[cups.general] Alternative way to find no. of pages inside PDF?

Sun Jun 15 08:02:08 PDT 2008

On Sun, Jun 15, 2008 at 07:12:05AM -0700, Kurt Pfeifle wrote:
> > 
> > What about using pkpgcounter from www.pykota.com ?
> 
> Unfortunately this is ruled out... (for the same reason xpdf/pdfinfo
> cannot be used: space limitations on an old Solaris box; also, AFAIU,
> pkpgcounter would require a nearly full-blown installation of a rather
> current Python package).

You can probably rewrite this in Perl, Bash (grep ?) or whatever
if you want. The code is available from 
http://trac.pykota.com/browser/pkpgcounter/trunk/pkpgpdls/pdf.py
from lines 50 to 107.

The code first splits the PDF document into small PDF objects,
but this part is not really needed if you only want the number
of pages. I had something else in mind when writing this, that
I never took the time to achieve, so this can probably be removed
easily.

What you are interested in are lines 100-107, especially line 100
which contains the (Python) regular expression :

        r"(/Type)\s?(/Page)[/>\s]"

You simply have to count how many times this regular expression 
occurs in the PDF file, minus the times you find the string "<</Type 
/Page>>" (empty ages which are not rendered).

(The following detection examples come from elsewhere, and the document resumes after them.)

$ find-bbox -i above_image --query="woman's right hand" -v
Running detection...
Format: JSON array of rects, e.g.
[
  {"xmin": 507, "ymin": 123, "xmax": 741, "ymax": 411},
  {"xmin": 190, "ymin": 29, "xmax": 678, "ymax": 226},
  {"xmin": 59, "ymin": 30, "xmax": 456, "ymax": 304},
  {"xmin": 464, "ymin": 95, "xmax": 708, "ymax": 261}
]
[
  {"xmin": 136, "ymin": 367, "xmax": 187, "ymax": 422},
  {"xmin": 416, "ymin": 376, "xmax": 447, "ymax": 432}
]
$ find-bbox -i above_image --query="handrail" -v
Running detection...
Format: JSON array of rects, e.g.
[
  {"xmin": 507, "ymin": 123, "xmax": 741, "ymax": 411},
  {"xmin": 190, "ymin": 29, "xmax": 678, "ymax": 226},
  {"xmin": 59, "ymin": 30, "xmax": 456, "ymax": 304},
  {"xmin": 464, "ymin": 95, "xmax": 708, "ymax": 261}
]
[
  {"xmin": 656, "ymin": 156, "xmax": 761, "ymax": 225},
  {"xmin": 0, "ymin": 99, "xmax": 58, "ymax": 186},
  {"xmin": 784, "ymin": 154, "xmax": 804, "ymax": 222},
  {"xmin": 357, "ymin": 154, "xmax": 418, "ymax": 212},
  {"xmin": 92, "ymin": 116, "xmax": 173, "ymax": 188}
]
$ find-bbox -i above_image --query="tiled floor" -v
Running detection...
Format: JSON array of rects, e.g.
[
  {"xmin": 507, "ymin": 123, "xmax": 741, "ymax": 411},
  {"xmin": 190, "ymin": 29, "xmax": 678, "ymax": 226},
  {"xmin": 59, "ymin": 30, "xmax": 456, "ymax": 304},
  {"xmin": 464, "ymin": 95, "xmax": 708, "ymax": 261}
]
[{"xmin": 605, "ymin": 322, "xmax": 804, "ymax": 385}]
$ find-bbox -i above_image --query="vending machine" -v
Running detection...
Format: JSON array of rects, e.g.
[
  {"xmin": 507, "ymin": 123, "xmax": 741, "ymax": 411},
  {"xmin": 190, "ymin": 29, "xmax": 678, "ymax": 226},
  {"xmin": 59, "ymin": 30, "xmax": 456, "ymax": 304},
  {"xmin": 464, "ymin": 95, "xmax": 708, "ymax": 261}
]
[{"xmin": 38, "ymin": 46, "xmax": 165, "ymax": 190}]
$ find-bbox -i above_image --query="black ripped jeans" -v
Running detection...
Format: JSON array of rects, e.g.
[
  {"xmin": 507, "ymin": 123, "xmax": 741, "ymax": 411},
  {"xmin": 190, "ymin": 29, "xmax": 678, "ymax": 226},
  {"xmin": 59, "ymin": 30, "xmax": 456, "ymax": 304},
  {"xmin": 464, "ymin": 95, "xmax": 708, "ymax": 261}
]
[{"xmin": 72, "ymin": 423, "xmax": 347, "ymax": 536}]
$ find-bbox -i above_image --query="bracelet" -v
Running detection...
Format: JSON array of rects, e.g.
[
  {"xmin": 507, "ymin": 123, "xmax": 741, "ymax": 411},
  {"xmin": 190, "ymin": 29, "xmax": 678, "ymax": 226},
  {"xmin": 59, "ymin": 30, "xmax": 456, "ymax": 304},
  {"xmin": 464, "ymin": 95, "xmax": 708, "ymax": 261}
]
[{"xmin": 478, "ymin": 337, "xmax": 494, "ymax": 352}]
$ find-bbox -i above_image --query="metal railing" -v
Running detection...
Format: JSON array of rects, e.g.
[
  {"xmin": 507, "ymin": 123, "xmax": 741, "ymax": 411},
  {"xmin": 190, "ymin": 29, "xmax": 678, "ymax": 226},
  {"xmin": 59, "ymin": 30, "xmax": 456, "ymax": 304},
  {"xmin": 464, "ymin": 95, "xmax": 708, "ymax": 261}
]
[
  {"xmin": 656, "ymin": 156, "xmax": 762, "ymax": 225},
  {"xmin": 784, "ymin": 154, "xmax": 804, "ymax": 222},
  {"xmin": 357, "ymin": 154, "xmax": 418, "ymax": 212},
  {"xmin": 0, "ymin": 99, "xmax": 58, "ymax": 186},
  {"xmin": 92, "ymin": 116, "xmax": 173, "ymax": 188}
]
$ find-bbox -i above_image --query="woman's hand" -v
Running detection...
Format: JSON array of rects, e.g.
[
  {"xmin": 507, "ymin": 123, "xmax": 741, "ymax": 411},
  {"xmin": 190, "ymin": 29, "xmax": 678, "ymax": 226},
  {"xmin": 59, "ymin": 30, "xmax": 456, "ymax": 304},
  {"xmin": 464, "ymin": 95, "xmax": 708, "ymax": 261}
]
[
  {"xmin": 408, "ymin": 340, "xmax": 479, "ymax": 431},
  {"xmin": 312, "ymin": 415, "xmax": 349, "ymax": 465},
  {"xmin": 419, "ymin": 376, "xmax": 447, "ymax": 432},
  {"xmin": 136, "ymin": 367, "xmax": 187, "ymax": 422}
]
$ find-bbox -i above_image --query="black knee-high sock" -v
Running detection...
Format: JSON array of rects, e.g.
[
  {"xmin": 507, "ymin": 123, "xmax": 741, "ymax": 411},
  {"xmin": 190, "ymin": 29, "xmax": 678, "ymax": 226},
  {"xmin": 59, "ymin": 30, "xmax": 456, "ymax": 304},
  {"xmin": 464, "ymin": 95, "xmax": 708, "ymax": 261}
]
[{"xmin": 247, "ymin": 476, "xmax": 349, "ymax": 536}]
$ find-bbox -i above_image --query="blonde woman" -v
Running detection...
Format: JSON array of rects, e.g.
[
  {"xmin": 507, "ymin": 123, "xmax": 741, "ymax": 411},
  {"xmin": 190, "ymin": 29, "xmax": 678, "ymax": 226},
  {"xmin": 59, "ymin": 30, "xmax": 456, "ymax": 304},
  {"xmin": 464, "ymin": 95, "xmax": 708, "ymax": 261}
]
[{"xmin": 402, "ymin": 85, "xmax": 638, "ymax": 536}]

A smaller Python program doing counting PDF pages from stdin is below :

--- CUT ---
#! /usr/bin/env python
import sys
import re

newpageregexp = re.compile(r"(/Type)\s?(/Page)[/>\s]", re.I)
datas = sys.stdin.read()
print len(newpageregexp.findall(datas)) - datas.count("<</Type /Page>>")
--- CUT ---

It's even 4 times faster than pkpgcounter, and probably works with
all releases of Python since 1.5.x

Feel free to rewrite this in any language already present on your Sun
box, and this should solve your problem.

NB : maybe some checks should be added for safety, like ensuring 
size is >= 1 and the like... 

bye

Jerome Alet